Third, taking responsibility is hard.  And a lot of times taking that responsibility or having others take responsibility for their actions does make you look the fool.  But you know what?  Everyone at some time looks the fool.  It is part of life not being fair, and people messing up.  The lesson to learn is how to shake it off when you do look the fool, because everyone at some point will, and then move on and make society better by the lesson you just learned.

I am a father of nine children.  And being such I have a unique prospective.  I can tell you that all nine of my children are completely different.  Sure, they have the same parents, but each of them have their own struggles (yes, they are not equal), they have made mistakes in different ways (yes, even after we have taught them not to do it.), and they have all tired to avoid responsibility.  And they have all done it at different times, about different things.

But one thing I have tried to teach them all, is that no one is responsible for your actions.  You are responsible for your actions.  Yes, life is not fair, get over it.  Yes, you will screw up, own it and take responsibility for your actions.

The news lately has made me so mad.  I am so tired of society always trying to assign blame to something besides the person who has done the wrong deed.  In my opinion, not taking responsibility for your actions,  is one of the worst things that we are teaching the future generation.  We are teaching them, that it is okay for them to identify as they wish, act as they want, and to blame it on something else.  Society is teaching them to avoid responsibility and to blame something else for the way they behaved.

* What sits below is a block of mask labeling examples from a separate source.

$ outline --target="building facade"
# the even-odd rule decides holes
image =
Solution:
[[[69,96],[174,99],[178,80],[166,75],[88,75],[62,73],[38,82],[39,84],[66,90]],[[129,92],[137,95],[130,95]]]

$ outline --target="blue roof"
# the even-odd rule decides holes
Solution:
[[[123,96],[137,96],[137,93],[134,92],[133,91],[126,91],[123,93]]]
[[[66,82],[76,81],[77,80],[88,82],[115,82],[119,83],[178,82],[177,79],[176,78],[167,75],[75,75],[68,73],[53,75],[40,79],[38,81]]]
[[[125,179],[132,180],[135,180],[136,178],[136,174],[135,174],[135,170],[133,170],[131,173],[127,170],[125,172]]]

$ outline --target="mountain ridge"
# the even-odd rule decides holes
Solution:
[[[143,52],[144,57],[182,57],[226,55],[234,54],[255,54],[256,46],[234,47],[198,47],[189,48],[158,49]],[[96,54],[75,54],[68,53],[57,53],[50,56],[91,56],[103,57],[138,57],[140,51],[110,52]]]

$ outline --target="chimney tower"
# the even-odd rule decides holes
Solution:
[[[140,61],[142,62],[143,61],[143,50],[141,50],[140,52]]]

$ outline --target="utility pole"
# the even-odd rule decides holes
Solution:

Sorry, your actions are your actions.  They are not caused by your Race, Sex, Genetics, Childhood, etc.  Those things may influence who you are, but the should NEVER be the reason for bad behavior.  And yes, society is telling you that you are not responsible for your actions, it is because of how unfair the system is, etc.  Ultimately, you are the one that murdered, raped, bullied, or destroyed property breaking laws in the process.  No matter how much society will try to give you a way out, it was your actions that caused it.

I think that taking responsibility is a sign of maturity.  Anyone who has kids sees this evolution over time.  At first the child will try to avoid responsibility, lie and all costs to avoid responsibility and the negative impact that action may cause.  But over time, they see that responsibility is a powerful tool.  Responsibility has the ability to make one better, give confidence, and build up that person in the eyes of others.  I think our society has taken a step back in regards to maturity.  The previous generations knew what responsibility meant, and worked to gain it.  Society now, is like a two year old, that has not yet learned that responsibility is power, and they are still trying to not look the fool, or to get in trouble for their mistakes.  Society needs to mature, and put the blame where it should be placed.  It should be placed on the individual, and that individual needs to take responsibility for their actions, and stop allowing society to give them a scape goat.  I say it does take a village to raise a child, and that village is currently raising a bunch of narcissistic brats.  But it takes the individual to transform from child to adult.  It takes the individual to mature and own it, fix it, and move on.  And in the process learn the true value and power of responsibility.

People need to Own it, Fix it, and Move on.  My question to you is this.  When you live in a society that suggests that you take no responsibility, rely on others to fix the problems, and encourages you to play the victim and to not move on, how do you teach your children those values?  Instead of society maturing, and growing, it plays the part of the two year old and tries to avoid responsibility in all forms.  How do you think we can turn things around, and have people mature, so that people own their mistakes, find ways to fix those mistakes, and then move on with the maturity the experience has given them?